Skip to contents

Fit regression model y ~ design + X_features[,j] for each feature j

Usage

glmFitFeatures(
  y,
  design,
  data,
  family,
  weights,
  offset,
  detail = 1,
  doCoxReid = length(y) < 100,
  shareTheta = FALSE,
  fastApprox = FALSE,
  nthreads = 1,
  epsilon = 1e-08,
  maxit = 25,
  epsilon_nb = 1e-04,
  maxit_nb = 5,
  lambda = 0,
  ...
)

# S4 method for class 'ANY,ANY,matrix'
glmFitFeatures(
  y,
  design,
  data,
  family,
  weights,
  offset,
  detail = 1,
  doCoxReid = length(y) < 100,
  shareTheta = FALSE,
  fastApprox = FALSE,
  nthreads = 1,
  epsilon = 1e-08,
  maxit = 25,
  epsilon_nb = 1e-04,
  maxit_nb = 5,
  lambda = 0,
  ...
)

Arguments

y

response vector

design

design matrix shared across all models

data

feature matrix with model j using feature j

family

a description of the error distribution and link function to be used in the modelm just like for glm().
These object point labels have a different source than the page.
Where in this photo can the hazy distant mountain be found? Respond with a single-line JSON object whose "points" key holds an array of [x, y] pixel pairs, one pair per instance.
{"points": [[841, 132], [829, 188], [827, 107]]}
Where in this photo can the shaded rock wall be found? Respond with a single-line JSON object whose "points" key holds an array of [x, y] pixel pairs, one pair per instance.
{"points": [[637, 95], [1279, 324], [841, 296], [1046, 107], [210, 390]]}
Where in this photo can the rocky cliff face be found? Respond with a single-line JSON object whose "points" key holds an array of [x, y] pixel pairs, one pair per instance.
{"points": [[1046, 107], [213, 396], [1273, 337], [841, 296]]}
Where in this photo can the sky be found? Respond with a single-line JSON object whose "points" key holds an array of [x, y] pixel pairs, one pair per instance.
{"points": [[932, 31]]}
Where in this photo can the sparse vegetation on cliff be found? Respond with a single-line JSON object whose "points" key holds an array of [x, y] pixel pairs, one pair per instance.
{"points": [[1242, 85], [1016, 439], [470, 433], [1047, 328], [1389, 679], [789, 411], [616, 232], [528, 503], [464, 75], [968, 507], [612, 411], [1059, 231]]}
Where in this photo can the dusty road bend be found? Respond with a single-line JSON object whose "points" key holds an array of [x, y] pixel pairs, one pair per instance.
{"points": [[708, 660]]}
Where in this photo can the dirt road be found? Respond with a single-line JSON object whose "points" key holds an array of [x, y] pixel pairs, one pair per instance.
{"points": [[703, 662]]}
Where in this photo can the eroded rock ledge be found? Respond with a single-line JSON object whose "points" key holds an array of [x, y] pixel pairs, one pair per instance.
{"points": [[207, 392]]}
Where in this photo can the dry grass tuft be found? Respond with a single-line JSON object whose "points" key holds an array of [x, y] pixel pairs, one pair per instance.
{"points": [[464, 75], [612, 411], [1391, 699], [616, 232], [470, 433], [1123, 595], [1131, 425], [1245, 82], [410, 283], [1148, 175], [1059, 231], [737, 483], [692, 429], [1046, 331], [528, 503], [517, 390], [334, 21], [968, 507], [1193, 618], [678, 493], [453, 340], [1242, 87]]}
Also supports negative binomial as string "nb:theta", see details below

weights

vector of sample-level weights

offset

vector of sample-level offset values

detail

level of model detail returned, with LEAST = 0, LOW = 1, MEDIUM = 2, HIGH = 3, MOST = 4, MAX = 5. LEAST (beta), LOW (beta, se, sigSq, rdf), MEDIUM (vcov), HIGH (residuals), MOST (hatvalues), MAX (deviance residuals)

doCoxReid

use Cox-Reid adjustment when estimating overdispersion for negative binomial models. Default TRUE for less than 100 samples

shareTheta

estimate theta from design matrix, and share across all features instead of re-estimating for each feature

fastApprox

default false. if true, use pre-projection on the working response from an initial regression fit on only the design. Under the null for data, this is a very good approximation and _much_ faster

nthreads

number of threads. Each model is fit in serial, analysis is parallelized across features

epsilon

tolerance for GLM IRLS

maxit

max iterations for GLM IRLS

epsilon_nb

tolerance for negative binomial

maxit_nb

max iterations for negative binomial

lambda

ridge shrinkage parameter

...

other args

Value

List of parameter estimates with entries coef, se, dispersion, rdf and other depending on detail

Details

Generalized linear models can be fit with family like in glm() using gaussian(), poisson(), binomial(), binomial("probit"), quasibinomial(), quasipoisson(), negative.binomial(theta), "nb", "nb:theta". Or array of entries of form "nb:theta", where theta is the parameter for the negative binomial distribution

Examples

n <- 100 # number of samples
p <- 10 # number of features
nc <- 3 # number shared covariates
set.seed(1)
y <- rpois(n, 10)
X <- cbind(1, matrix(rnorm(n * p), n, p))
colnames(X) <- seq(ncol(X))
design <- matrix(rnorm(n * nc), n, nc)

# fit regressions with model j including X[,j]
fit <- glmFitFeatures(y, design, X, "poisson")

fit
#> 		 glmFitFeatures 
#> 
#> coefs(4): V1, V2, V3, x
#> features(11): 1, 2, ..., 10, 11
#> family: poisson/log 
#> Estimated: se, dispersion, rdf, varFitted, mu_mean, y_mean 
#>